If you happen to be reading this early on Friday morning when this week’s “First Notes” probably hit your email inbox, then let me be one of the first to point out that it’s Friday, January 6. I think we can all agree that this particular date has received a lot of bad press over the last couple of years, but this morning I want to remind you that we should be recalling that this date in history marks Epiphany, the final day of the Christian holiday season, commonly associated with the 12th day after the birth of Jesus. One interpretation is that the 12 days is a symbolic representation of the amount of time it took the Wise Men to travel to Bethlehem to recognize Jesus as the son of God. Historically, Epiphanyhas been recognized in many cultures as a Christian day of feasting to celebrate the revelation of God incarnate as Jesus Christ.

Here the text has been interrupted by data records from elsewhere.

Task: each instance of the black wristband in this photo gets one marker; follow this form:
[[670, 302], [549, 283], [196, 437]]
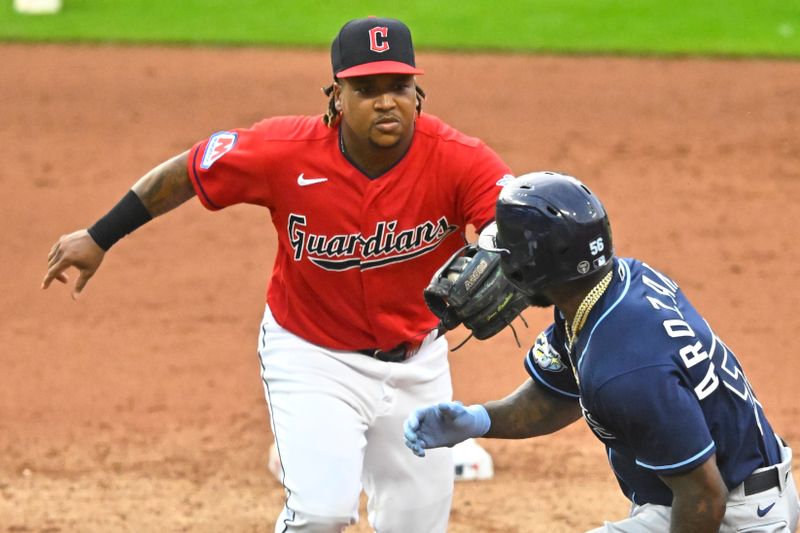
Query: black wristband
[[126, 216]]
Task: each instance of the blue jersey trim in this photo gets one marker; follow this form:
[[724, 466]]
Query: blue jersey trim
[[611, 308], [532, 370], [682, 463]]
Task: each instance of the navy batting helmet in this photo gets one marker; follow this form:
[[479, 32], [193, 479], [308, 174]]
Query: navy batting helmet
[[550, 229]]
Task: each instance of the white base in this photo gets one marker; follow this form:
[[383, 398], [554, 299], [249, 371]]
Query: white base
[[37, 7], [472, 462]]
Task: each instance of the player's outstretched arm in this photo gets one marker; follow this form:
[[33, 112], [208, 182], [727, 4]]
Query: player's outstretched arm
[[527, 412], [530, 411], [698, 498], [162, 189]]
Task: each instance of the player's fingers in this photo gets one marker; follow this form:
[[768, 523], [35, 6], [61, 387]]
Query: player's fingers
[[450, 409], [54, 272], [416, 448], [410, 429], [80, 283]]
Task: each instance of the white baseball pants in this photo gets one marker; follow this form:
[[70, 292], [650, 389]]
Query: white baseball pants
[[337, 418]]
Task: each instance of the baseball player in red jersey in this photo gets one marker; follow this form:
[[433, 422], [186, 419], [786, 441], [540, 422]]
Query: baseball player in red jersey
[[367, 201]]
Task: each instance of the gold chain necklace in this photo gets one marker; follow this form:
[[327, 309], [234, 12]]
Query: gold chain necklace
[[583, 310]]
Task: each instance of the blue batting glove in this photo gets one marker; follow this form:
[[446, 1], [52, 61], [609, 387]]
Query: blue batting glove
[[444, 424]]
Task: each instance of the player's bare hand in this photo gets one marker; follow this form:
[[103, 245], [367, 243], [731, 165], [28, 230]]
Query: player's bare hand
[[78, 250]]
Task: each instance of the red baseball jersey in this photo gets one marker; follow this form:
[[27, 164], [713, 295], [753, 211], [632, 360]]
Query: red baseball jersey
[[354, 253]]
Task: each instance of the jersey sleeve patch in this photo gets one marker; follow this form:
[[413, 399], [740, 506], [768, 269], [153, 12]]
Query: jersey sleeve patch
[[218, 145]]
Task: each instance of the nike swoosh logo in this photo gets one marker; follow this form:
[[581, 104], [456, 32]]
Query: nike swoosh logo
[[304, 181], [765, 510]]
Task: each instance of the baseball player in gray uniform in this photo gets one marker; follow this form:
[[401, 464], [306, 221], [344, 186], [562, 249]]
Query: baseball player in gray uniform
[[686, 436]]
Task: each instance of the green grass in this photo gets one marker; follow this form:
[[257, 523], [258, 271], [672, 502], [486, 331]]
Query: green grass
[[705, 27]]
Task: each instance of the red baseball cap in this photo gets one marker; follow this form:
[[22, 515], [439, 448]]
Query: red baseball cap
[[373, 45]]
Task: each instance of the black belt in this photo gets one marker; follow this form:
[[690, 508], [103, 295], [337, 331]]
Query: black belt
[[398, 354], [761, 481]]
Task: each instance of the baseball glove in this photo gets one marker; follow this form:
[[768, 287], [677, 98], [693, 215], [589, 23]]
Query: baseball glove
[[470, 289]]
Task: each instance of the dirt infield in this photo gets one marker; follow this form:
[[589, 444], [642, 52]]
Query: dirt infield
[[139, 407]]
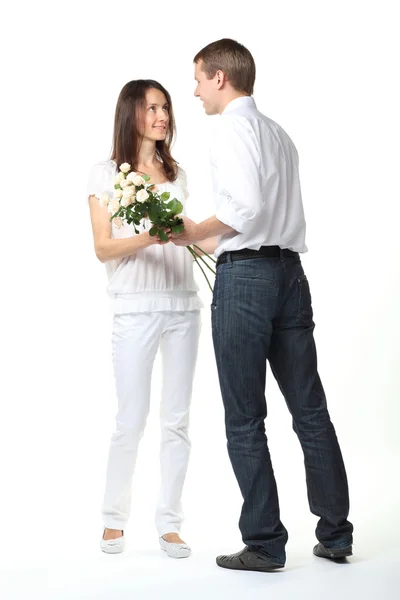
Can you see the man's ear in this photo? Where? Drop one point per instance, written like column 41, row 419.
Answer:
column 220, row 79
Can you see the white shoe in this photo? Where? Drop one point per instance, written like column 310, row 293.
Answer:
column 113, row 546
column 175, row 550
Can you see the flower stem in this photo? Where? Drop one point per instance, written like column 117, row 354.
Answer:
column 193, row 253
column 204, row 261
column 210, row 257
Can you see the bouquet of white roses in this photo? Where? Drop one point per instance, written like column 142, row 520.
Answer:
column 135, row 200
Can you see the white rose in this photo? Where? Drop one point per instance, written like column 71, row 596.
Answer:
column 142, row 196
column 115, row 205
column 138, row 180
column 104, row 200
column 127, row 201
column 128, row 191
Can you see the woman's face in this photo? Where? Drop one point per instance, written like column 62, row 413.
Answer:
column 156, row 116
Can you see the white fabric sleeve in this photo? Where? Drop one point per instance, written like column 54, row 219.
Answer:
column 182, row 178
column 100, row 180
column 238, row 192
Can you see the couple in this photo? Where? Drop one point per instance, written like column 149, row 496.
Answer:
column 261, row 310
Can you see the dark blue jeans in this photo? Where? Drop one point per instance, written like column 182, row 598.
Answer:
column 262, row 311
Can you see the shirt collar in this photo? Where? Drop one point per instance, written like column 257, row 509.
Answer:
column 242, row 102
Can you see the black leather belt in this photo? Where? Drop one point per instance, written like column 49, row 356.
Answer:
column 263, row 252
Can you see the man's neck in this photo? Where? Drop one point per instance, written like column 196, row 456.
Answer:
column 229, row 98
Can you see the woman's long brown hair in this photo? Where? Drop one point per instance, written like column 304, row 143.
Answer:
column 127, row 136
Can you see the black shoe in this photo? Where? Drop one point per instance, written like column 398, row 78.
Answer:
column 333, row 553
column 248, row 560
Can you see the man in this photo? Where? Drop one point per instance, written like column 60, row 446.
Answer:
column 262, row 311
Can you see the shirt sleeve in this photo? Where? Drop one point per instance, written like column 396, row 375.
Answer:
column 238, row 188
column 100, row 181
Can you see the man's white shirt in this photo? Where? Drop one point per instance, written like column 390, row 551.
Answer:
column 256, row 181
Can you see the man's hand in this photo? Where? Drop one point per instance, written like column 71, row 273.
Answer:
column 190, row 235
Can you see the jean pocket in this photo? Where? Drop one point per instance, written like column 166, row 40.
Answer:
column 305, row 311
column 269, row 287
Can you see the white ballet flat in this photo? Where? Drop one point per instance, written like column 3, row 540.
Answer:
column 113, row 546
column 175, row 550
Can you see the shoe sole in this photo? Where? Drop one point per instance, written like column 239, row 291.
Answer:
column 334, row 555
column 270, row 569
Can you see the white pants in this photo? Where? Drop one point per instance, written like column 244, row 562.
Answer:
column 136, row 339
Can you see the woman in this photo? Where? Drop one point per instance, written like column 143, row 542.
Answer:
column 155, row 304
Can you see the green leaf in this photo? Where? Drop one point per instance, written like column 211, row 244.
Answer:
column 175, row 206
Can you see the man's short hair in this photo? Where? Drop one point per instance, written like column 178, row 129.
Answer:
column 233, row 59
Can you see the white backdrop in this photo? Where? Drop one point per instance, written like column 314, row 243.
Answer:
column 327, row 72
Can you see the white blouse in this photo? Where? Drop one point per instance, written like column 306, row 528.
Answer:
column 157, row 278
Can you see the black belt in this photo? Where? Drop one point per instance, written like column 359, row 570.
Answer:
column 263, row 252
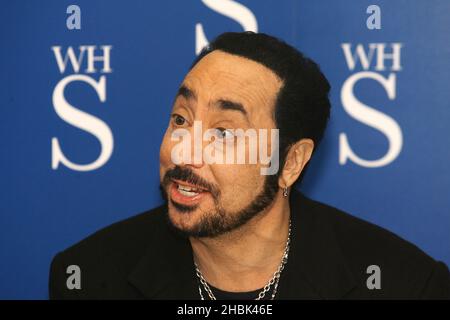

I’m sure that for many of you, by the end of the first week in January, you’re already back in your normal daily routines, school is back in session, the decorations have been put away, and you’re pretty close to finishing off the last of the Christmas cookies, and that’s OK, it really is!!

But for me, I find myself still in the midst of the transition, moving forward into the new year with faith and hope, but also with prayers and concerns for our world, our country, our church, and for those I love, while at the same time trying to savor the joyful moments from these most recent holidays and from the year 2022. My wife Kathy found a poem by Sheenagh Pugh that beautifully captured my mood during these holidays and this first week of January, 2023:

Sometimes

Sometimes things don’t go, after all,

from bad to worse. Some years, muscadel

faces down frost; green thrives; the crops don’t fail,

sometimes a man aims high, and all goes well.

A people sometimes will step back from war;

elect an honest man; decide they care enough,

that they can’t leave some stranger poor.

Some men become what they were born for.

Sometimes our best efforts do not go

amiss; sometimes we do as we meant to.

The sun will sometimes melt a field of sorrow

that seemed hard frozen; may it happen for you.